Die wichtigste Industrieschau der Welt wird am Sonntagabend eröffnet. Sie ist nach einer pandemiebedingten Absage 2020 und einer Online-Ausgabe 2021 verkürzt und dauert bis zum Donnerstag.

Eigentlich sind die Hersteller von Elektro- und Digitaltechnik sowie Elektronik in einer guten Position, weil viele ihrer Produkte auf die großen Themen erneuerbare Energien, CO2-Verringerung, Digitalisierung und Effizienzsteigerung zugeschnitten sind. Doch die aktuellen Krisen überschatten den prinzipiell optimistischen Ausblick ein wenig.

«Wenn man die Lieferung nicht zum Kunden bekommt, kann man auch keine Rechnung stellen», meinte Kegel zum stockenden China-Handel aus Sicht der Exporteure. «Fehlende Zahlungseingänge werden sich für viele Mittelständler noch übel bemerkbar machen.» Ob wegen höherer Kosten am Ende auch Verbraucher mehr zahlen müssen, sei nicht genau abzusehen. «Die Elektro- und Digitalindustrie ist insgesamt nicht so energieintensiv wie manche anderen Branchen. Die Energiekosten in den Produktkalkulationen sind oft also gar nicht so hoch – auch wenn es Ausnahmen gibt.» Allgemeine Preiseffekte hätten derzeit vor allem einen anderen Ursprung: die «mangelnde Versorgung mit Halbleitern, die Unternehmen nachbestellen müssen, wo diese noch erhältlich sind».

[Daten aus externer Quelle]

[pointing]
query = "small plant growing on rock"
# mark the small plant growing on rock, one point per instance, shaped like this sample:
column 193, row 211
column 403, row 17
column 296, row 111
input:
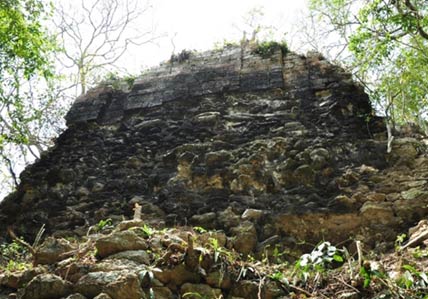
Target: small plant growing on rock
column 181, row 57
column 320, row 259
column 267, row 48
column 104, row 224
column 13, row 257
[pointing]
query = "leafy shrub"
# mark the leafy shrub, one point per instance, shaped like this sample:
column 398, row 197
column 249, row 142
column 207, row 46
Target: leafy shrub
column 324, row 256
column 267, row 48
column 13, row 257
column 181, row 57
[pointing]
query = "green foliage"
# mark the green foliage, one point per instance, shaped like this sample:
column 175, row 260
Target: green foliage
column 266, row 48
column 399, row 241
column 147, row 230
column 118, row 82
column 14, row 257
column 199, row 229
column 104, row 224
column 219, row 46
column 181, row 57
column 324, row 256
column 25, row 49
column 389, row 45
column 413, row 279
column 369, row 274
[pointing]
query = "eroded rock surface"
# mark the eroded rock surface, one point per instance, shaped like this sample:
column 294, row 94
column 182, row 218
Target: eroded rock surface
column 287, row 143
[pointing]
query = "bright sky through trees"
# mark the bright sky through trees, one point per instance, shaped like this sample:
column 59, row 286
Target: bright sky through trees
column 199, row 24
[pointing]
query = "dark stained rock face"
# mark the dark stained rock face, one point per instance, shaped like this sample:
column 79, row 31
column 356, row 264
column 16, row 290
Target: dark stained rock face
column 223, row 130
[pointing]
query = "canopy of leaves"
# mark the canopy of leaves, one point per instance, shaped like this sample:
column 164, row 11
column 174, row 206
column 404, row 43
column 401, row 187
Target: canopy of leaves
column 389, row 43
column 25, row 71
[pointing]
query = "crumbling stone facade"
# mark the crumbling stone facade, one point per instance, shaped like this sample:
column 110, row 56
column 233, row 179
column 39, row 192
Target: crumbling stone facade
column 203, row 140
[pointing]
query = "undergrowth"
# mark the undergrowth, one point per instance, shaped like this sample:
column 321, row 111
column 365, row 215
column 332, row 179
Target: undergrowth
column 324, row 272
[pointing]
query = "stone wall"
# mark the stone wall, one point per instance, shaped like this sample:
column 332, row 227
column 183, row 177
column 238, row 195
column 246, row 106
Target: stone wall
column 203, row 140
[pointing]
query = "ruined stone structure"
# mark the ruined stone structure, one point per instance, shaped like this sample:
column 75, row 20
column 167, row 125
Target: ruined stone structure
column 201, row 139
column 269, row 150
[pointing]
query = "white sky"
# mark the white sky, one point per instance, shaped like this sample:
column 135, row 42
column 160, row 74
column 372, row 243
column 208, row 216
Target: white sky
column 199, row 24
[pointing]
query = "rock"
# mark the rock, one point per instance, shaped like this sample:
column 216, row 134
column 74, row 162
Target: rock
column 219, row 280
column 349, row 295
column 97, row 187
column 345, row 200
column 319, row 158
column 414, row 193
column 177, row 276
column 15, row 280
column 376, row 197
column 138, row 256
column 404, row 150
column 46, row 286
column 117, row 284
column 196, row 291
column 304, row 175
column 418, row 235
column 228, row 218
column 127, row 224
column 162, row 293
column 252, row 214
column 82, row 191
column 378, row 212
column 51, row 250
column 246, row 289
column 207, row 220
column 245, row 237
column 76, row 296
column 119, row 241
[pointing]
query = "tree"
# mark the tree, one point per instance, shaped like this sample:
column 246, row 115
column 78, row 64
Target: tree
column 95, row 34
column 25, row 48
column 388, row 40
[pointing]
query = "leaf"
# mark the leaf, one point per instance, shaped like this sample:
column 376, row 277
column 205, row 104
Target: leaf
column 338, row 258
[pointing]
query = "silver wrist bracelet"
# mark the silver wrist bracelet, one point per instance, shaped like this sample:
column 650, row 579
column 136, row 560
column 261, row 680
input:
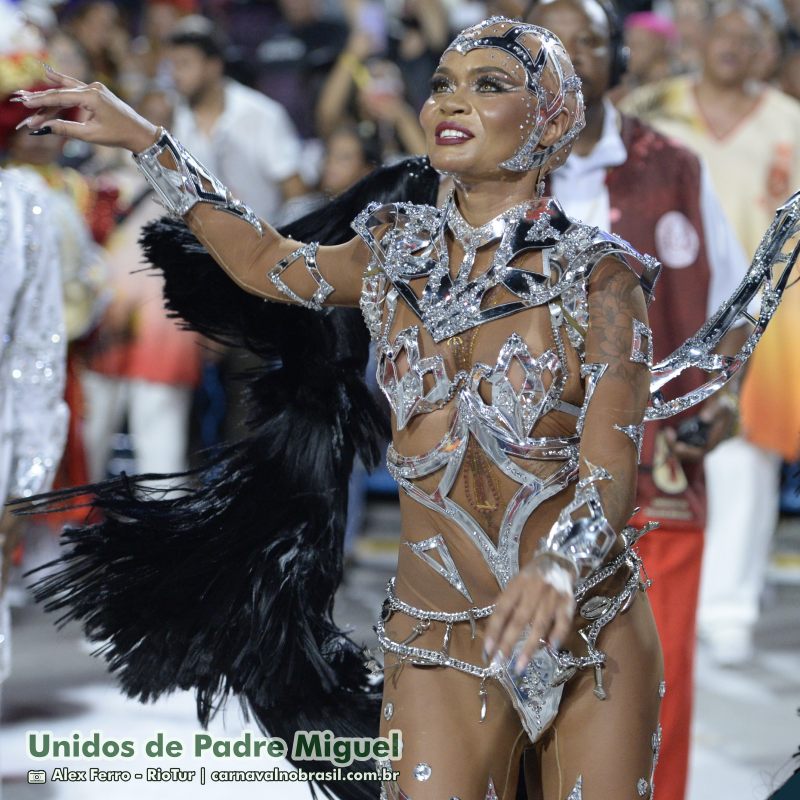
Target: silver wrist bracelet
column 189, row 183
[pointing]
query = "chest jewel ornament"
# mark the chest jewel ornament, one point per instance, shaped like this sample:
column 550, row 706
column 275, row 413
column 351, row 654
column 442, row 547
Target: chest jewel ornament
column 413, row 245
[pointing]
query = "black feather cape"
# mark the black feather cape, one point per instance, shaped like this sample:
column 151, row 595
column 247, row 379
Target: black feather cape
column 228, row 589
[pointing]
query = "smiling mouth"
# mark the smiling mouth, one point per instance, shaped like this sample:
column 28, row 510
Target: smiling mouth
column 451, row 134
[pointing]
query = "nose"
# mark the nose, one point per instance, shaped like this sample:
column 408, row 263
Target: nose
column 454, row 102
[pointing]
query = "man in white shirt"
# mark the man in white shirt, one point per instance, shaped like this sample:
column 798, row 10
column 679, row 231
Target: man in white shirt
column 242, row 136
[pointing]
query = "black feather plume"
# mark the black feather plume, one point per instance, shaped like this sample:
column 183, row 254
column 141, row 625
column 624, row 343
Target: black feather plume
column 227, row 587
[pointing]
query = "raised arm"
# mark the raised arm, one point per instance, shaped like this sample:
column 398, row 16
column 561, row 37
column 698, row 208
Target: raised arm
column 250, row 250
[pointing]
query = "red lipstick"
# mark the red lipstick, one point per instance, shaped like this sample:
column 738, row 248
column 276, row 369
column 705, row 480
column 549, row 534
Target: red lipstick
column 452, row 133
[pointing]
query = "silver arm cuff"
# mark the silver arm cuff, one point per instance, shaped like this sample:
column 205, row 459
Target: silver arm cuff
column 180, row 189
column 581, row 539
column 308, row 252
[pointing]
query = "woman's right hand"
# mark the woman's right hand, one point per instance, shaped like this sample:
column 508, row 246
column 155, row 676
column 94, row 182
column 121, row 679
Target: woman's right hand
column 106, row 119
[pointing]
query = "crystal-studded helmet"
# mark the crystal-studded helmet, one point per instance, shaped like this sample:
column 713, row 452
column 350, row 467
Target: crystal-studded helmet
column 550, row 78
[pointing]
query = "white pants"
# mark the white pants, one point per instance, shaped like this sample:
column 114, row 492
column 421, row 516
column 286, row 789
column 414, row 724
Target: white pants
column 158, row 421
column 743, row 504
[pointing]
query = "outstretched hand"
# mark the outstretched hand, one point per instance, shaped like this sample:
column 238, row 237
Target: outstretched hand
column 539, row 598
column 106, row 119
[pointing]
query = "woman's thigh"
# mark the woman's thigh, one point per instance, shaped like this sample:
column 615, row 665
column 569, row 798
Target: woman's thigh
column 448, row 752
column 606, row 749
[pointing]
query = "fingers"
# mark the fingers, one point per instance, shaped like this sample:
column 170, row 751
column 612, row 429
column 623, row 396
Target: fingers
column 503, row 610
column 539, row 629
column 62, row 80
column 528, row 605
column 72, row 130
column 39, row 118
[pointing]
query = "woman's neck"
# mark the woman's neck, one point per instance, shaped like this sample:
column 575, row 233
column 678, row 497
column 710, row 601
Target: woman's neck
column 482, row 200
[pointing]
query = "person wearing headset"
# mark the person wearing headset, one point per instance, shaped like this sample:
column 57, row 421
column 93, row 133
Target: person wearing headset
column 625, row 177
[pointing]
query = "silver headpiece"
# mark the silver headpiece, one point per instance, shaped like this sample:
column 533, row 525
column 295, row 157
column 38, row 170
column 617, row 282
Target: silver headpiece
column 549, row 78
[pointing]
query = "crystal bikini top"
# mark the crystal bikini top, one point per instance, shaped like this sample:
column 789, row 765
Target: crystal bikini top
column 413, row 246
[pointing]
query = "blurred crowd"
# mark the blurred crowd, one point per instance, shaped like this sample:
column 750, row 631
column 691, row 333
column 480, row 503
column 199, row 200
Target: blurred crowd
column 290, row 102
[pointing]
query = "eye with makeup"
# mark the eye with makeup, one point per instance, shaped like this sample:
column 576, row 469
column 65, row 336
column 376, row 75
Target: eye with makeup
column 483, row 84
column 489, row 83
column 439, row 83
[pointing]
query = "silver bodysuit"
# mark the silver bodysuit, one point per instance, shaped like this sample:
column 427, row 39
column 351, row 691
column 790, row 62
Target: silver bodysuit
column 487, row 433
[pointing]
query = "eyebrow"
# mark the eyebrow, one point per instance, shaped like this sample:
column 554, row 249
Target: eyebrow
column 477, row 71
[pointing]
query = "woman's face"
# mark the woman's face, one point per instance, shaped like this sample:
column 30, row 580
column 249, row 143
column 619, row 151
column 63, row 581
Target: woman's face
column 479, row 113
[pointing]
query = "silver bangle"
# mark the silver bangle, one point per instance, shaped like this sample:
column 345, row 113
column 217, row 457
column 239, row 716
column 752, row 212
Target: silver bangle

In Teilen der Auto- und Maschinenbauindustrie hatte man erwartet, dass sich die Lieferprobleme bei den überall verbauten Mikrochips in der zweiten Jahreshälfte entspannen. «Die Mangelversorgung wird sich wohl aber noch bis 2023 ziehen», schätzt Kegel. «Das hat sich durch die Lockdowns in China deutlich verschärft. Auch viele internationale Chiphersteller sind von den Engpässen in Shanghai massiv betroffen. Ich befürchte, dass sich dies abermals negativ auf die Versorgungslage auswirken wird.» Gleichzeitig gelte: «Zurzeit sitzt die Elektro- und Digitalindustrie auf gigantischen Auftragsbüchern.»

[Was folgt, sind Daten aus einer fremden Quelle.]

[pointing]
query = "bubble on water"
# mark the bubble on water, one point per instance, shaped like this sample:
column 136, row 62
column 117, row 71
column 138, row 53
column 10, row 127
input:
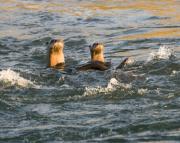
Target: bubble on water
column 10, row 77
column 113, row 85
column 142, row 91
column 164, row 52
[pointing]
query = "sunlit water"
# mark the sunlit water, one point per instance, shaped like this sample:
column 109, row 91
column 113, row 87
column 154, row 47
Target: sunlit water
column 139, row 103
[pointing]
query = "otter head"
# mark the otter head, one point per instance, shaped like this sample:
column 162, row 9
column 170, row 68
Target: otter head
column 97, row 52
column 56, row 54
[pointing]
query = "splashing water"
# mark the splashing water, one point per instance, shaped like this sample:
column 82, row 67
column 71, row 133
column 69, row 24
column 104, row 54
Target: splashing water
column 10, row 77
column 164, row 52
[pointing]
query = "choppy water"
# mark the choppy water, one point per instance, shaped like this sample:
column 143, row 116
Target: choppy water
column 139, row 103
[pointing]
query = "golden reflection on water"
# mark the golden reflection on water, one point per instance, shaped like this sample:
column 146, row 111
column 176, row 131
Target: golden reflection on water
column 158, row 33
column 169, row 10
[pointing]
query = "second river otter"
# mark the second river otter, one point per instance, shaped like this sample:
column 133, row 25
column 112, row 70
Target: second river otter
column 97, row 62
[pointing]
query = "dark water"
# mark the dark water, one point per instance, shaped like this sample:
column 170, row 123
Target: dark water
column 139, row 103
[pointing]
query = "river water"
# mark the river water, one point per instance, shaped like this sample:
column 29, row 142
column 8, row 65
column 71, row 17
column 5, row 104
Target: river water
column 139, row 103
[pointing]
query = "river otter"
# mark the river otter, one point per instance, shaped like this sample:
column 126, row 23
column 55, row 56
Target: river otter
column 56, row 54
column 56, row 57
column 97, row 59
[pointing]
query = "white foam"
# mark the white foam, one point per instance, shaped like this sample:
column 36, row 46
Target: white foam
column 13, row 78
column 142, row 91
column 164, row 52
column 113, row 85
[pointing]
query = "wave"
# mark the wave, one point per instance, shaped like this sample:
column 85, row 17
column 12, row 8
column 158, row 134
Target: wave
column 11, row 78
column 164, row 53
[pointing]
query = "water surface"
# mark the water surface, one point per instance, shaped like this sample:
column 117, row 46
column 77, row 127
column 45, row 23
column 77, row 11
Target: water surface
column 139, row 103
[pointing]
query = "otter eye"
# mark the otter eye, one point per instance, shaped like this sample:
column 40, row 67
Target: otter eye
column 53, row 41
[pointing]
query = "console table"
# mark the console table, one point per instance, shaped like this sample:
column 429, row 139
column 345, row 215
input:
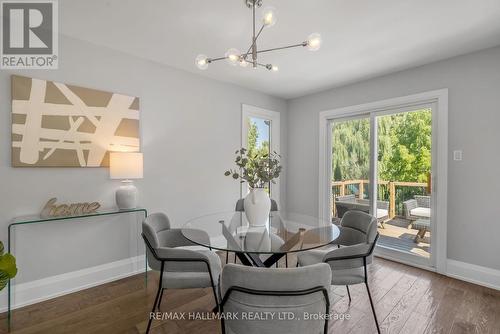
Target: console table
column 36, row 219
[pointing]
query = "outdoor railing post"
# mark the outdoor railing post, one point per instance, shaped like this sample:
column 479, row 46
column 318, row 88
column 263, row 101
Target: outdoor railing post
column 392, row 199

Für Deutschland habe der Krieg in der Ukraine die Konsequenz, dass der Ökostromausbau nicht mehr verzögert werden dürfe, mahnte Kegel. «Wenn Strom aus erneuerbaren Quellen der wichtigste Energieträger der Zukunft ist, dürfen wir ihn nicht durch zusätzliche Abgaben belasten.» Das Auslaufen der EEG-Umlage zur Jahresmitte sei positiv. «Aber es müssen noch weitere Schritte folgen – auch damit Anreize geschaffen werden, wenn sich Industrie und Verbraucher von fossilen zu elektrischen Energieformen bewegen.»

Russland und die Ukraine sind für die deutsche Elektro- und Digitalindustrie keine vergleichbar wichtigen Absatzmärkte wie für andere Branchen des verarbeitenden Gewerbes. Insgesamt entfallen gut 2 Prozent des Außenhandels der Branche auf die beiden Länder. «Der direkte Schaden ist für uns insofern relativ gering», sagte Kegel.

Zudem werde das beschleunigte Umschwenken in Richtung Erneuerbare die Nachfrage nach Elektro- und Digitaltechnik stützen. «Deshalb glauben wir, dass wir an unserer Prognose eines Wachstums von 4 Prozent in diesem Jahr festhalten können. Schwierig könnte es werden, falls der Krieg im kommenden Jahr noch nicht beendet sein und es eine Spirale von weiteren Sanktionen und Gegensanktionen geben sollte.»

Der Aufbau einer Wasserstoffwirtschaft sei ein zentraler Punkt, für den man die Hannover Messe als Forum nutzen wolle. Kegel nannte die Beispiele Stahl und Chemie, wo es bewährte Verfahren für den Ersatz von Kokskohle und Gas durch Wasserstoff gebe. «Wir brauchen diesen im Umbau unserer Grundstoffindustrien, wenn diese mittelfristig CO2-neutral werden sollen. Da müssen wir ran. Alle anderen weiterverarbeitenden Industrien hängen daran. Und dies muss politisch weiter gefördert werden, damit die Unternehmen in Deutschland wettbewerbsfähig bleiben.» Hierzu gehöre auch, den Fachkräftemangel in den Ingenieurberufen noch ernster zu nehmen.

«Wir freuen uns auf die Messe», sagte der ZVEI-Chef. «Echte Messen haben uns viel mehr gefehlt, als wir anfangs vermutet hatten. Das breitere Tor in die Öffentlichkeit war nicht mehr da. Kundenkontakt und Wettbewerb um Lösungen ist auf einer Messe besser zu leisten.»